You have dedicated your life to earning a living and providing a loving home for your family.

As the years passed, the bedrooms became empty, yet the pitter-patter of little feet now fills the corridors.

Time seems to have whizzed past, and you now face the prospect of downsizing and possibly moving into a retirement village or home.

“Being able to enter your golden years is a privilege, and this is your time to live,” says Liza Oosthuizen, the manager of the Methodist Homes for the Aged’s Eddy House, Benoni/Ridgeview Village, Impala Park.

“However, the move into a facility is often daunting, and grief might accompany it. Whether financial, health-related, for security reasons or because children have opted to live overseas, the need for compassionate elderly care has increased over the years.”

Oosthuizen said retirement villages and old age homes continually strive to offer housing affordable and comfortable options, and choosing the right fit should be determined by the needs of the person who will live there and their individual needs.

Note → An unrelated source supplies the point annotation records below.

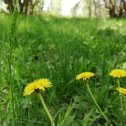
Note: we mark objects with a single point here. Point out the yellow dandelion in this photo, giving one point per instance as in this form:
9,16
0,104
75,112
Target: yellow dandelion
84,75
118,73
39,84
121,90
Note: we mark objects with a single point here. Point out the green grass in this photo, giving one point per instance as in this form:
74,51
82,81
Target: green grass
59,49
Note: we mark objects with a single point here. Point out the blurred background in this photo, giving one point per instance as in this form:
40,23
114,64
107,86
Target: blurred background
71,8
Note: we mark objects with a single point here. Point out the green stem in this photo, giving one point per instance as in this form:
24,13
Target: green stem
88,88
46,109
121,98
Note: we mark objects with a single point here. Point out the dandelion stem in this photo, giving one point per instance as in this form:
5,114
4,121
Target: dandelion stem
46,109
89,90
121,98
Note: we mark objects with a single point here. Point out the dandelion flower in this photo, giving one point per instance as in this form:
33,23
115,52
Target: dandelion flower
121,90
118,73
39,84
84,75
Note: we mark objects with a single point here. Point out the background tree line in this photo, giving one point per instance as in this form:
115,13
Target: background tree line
112,8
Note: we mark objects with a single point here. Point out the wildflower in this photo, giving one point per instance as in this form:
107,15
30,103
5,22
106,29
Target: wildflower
121,90
84,75
39,84
118,73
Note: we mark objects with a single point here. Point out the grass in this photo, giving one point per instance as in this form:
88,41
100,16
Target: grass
59,49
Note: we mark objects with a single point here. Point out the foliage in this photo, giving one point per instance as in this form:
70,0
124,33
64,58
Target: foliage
59,49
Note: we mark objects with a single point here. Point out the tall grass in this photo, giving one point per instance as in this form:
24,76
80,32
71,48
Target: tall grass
59,49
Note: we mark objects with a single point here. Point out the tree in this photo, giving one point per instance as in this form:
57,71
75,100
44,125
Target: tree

“Upon meeting a prospective resident, we take the time to show furnished units, thus giving them a clear understanding of the available space,” she said.

“For many, the loss of independence is a realistic fear. Therefore, daily tasks like cooking are encouraged. Facilities further offer various activities to promote socialisation and the freedom and space to exercise these interests.”
When making the move, downscaling is inevitable.

Oosthuizen encourages residents to try and keep their bedroom setting as close to the space they moved from.

“Waking up with new noises in a new space can be confusing, but if the room is still the same as previously, it can help make the transition easier,” she said.

“I encourage potential new residents to consider incorporating family photos and sentimental items into their new environment. Downscaling does not mean everything has to go.

“Consider passing down items that might not fit to loved ones and sharing their significance. Passing family heirlooms to younger generations keeps family traditions, memories and history alive.”

She continued, saying some new residents are excited about the transition into a more care-free living environment, but for many, it is a daunting reality.

“We see that for some residents, it might take up to three months or longer to settle in,” she said.

“We urge families to be patient and take the time to highlight the benefits of the move, such as the opportunity to make new friends, the leisure of having a vast array of activities on their doorstep and mitigating concerns relating to health and safety.”

Of the 70 residents at Ridgeview/103 at Eddy House, she says nearly 70% remained in SA, while their immediate families have immigrated.

“This is a reality for most families, and although elderly parents encourage their children to follow their hearts, the longing persists,” she said.

“We invite local schools and community organisations to make time for the city’s elderly. Spending quality time with the elderly, whether through sharing a cup of tea, reading to them, or simply listening to their stories, brings immense value to both the elderly and their caregivers.

“These moments not only make the elderly feel cherished and valued but also offer caregivers a profound source of knowledge and experience. They possess a wealth of knowledge and experience that can greatly benefit and guide the younger generation,”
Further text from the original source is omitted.